Judge Illston dismissed all counts of the lawsuit on December 7, citing an October 2 opinion of the United States Wildlife Service that found that golf at Sharp Park is “not likely to jeopardize the continued existence of the California red-legged frog or San Francisco garter snake.” Last summer the same Federal Judge issued some rather terse comments about the illogic of the plaintiff’s substantive claims when ruling against their prayer for injunctive relief pending resolution of the merits of their claims.
Much more was at stake in this political and legal battle than the continued existence of one public golf course at the intersection of San Francisco and San Mateo Counties. CBD chose San Francisco figuring that the political waters would be more receptive there than anywhere else on the West Coast. They were wrong. San Francisco Mayor Ed Lee, Congresswoman Jackie Speier, whose environmental credentials are impeccable, the San Mateo Board of Supervisors and a majority of the San Francisco Board of Supervisors supported the golf course in this battle.
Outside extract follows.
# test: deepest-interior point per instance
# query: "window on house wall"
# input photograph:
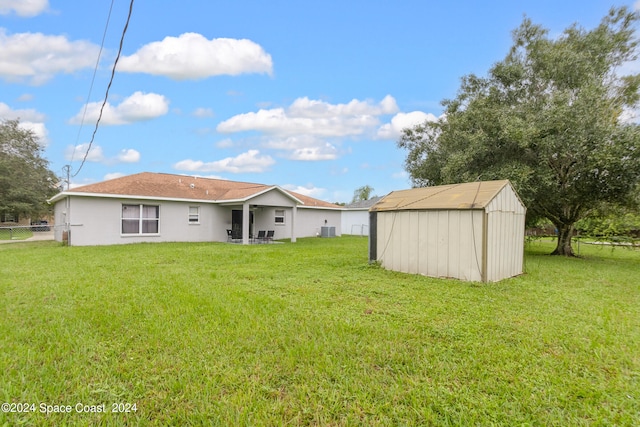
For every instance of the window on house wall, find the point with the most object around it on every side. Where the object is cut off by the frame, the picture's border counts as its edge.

More accurately, they supported golf course preservation in conjunction with habitat recovery – a “balanced” approach to the matter.
Loss of this political battle at the San Francisco Board of Supervisors would have been damaging; loss of the lawsuit would have been catastrophic. There is little doubt that CBD would have filed similar suits up and down the West Coast. While many came to the aid of the cause, financially and otherwise, including the SCGA, and “many” are always central in any political/legal fight, the “many” are hard pressed to prevail without strong leadership.
Richard Harris and Bo Links, founders and sustainers of the “San Francisco Public Golf Alliance,” provided that leadership, and they provided hundreds of hours of pro bono legal service and organizational effort. Golfers throughout the State of California owe them an incalculable debt of gratitude.